🤖 AI Summary
Existing generative vehicle trajectory models are predominantly evaluated using reconstruction error, lacking online validation of traffic compliance and safety within real-time microscopic simulation—and overlooking critical engineering issues such as red-light running and illegal parking. This paper proposes the first online evaluation framework for generated trajectories at signalized intersections: it integrates SUMO as a closed-loop microscopic simulator to enable online assessment under unseen traffic conditions; introduces traffic-rule-aware metrics—including red-light violation rate and illegal parking frequency; and establishes a quantitative analysis toolchain. Experiments reveal that state-of-the-art models, despite low reconstruction error, frequently generate unsafe and noncompliant trajectories. The proposed metrics significantly enhance detection of safety-critical failures, delivering a reproducible, interpretable, and engineering-deployable evaluation paradigm for trustworthy traffic AI. (149 words)
📝 Abstract
Traffic Intersections are vital to urban road networks as they regulate the movement of people and goods. However, they are regions of conflicting trajectories and are prone to accidents. Deep Generative models of traffic dynamics at signalized intersections can greatly help traffic authorities better understand the efficiency and safety aspects. At present, models are evaluated on computational metrics that primarily look at trajectory reconstruction errors. They are not evaluated online in a `live' microsimulation scenario.

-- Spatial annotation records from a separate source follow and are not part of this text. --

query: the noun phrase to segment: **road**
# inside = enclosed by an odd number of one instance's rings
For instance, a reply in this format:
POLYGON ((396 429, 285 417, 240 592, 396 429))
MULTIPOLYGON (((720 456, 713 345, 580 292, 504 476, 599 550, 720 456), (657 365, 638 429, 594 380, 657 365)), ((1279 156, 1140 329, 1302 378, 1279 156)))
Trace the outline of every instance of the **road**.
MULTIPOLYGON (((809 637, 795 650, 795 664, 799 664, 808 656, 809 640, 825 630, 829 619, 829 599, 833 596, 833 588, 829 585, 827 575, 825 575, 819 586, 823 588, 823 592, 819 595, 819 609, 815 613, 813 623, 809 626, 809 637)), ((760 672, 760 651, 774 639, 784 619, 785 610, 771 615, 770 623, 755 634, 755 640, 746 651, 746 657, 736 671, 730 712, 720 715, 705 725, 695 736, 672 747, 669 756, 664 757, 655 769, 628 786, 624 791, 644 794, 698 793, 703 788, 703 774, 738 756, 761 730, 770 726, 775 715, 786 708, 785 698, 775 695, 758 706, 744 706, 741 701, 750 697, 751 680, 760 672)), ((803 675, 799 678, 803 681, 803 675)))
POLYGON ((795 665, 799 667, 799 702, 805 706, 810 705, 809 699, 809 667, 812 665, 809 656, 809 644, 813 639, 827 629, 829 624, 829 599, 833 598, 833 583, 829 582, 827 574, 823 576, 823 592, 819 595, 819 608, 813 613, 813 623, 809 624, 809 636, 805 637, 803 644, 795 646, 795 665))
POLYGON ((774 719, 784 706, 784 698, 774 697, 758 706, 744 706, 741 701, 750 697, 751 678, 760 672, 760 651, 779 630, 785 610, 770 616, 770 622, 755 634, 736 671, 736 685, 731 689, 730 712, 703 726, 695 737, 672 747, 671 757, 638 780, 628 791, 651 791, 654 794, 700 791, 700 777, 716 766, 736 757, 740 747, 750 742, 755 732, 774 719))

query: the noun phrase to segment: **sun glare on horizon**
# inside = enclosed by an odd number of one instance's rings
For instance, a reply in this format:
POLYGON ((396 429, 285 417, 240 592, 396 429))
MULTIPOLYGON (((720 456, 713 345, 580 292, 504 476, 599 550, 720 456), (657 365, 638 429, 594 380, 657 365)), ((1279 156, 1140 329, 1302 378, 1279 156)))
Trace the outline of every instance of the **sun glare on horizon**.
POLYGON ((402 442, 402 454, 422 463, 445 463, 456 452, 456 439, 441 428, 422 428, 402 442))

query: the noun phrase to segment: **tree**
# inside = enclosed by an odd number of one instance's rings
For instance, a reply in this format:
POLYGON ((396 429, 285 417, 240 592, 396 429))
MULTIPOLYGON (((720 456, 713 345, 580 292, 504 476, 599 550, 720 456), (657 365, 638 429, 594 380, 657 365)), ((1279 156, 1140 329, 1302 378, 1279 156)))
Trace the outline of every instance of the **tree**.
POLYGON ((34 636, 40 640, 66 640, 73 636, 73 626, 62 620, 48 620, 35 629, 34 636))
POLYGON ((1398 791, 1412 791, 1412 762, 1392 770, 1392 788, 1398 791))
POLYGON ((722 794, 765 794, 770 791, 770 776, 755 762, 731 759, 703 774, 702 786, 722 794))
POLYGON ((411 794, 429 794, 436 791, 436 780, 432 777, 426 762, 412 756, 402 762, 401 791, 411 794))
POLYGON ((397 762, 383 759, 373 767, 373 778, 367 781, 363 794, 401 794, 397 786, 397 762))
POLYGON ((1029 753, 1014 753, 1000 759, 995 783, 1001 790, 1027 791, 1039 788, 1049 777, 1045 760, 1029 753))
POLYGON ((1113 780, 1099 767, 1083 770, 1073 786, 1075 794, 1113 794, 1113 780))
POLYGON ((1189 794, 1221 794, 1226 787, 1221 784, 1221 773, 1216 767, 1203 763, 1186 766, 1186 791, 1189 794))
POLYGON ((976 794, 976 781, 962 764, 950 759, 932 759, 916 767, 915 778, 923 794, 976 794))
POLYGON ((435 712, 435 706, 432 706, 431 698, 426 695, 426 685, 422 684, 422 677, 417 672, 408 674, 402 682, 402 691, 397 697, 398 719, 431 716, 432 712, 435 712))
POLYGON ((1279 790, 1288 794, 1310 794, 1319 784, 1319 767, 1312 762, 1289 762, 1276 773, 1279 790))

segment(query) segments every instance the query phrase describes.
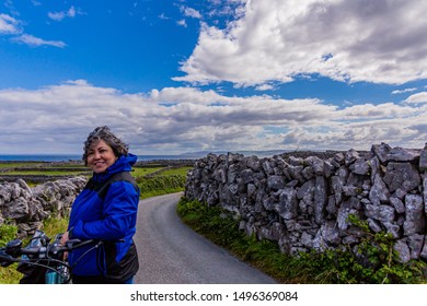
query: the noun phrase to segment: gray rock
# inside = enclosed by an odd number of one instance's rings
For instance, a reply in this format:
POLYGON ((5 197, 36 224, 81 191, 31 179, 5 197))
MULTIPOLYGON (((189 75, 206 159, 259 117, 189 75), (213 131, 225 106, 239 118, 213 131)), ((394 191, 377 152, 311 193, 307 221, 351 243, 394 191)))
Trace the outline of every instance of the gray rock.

Further, these metrics do not adequately consider traffic engineering-specific concerns such as red-light violations, unallowed stoppage, etc. In this work, we provide a comprehensive analytics tool to train, run, and evaluate models with metrics that give better insights into model performance from a traffic engineering point of view. We train a state-of-the-art multi-vehicle trajectory forecasting model on a large dataset collected by running a calibrated scenario of a real-world urban intersection. We then evaluate the performance of the prediction models, online in a microsimulator, under unseen traffic conditions. We show that despite using ideally-behaved trajectories as input, and achieving low trajectory reconstruction errors, the generated trajectories show behaviors that break traffic rules. We introduce new metrics to evaluate such undesired behaviors and present our results.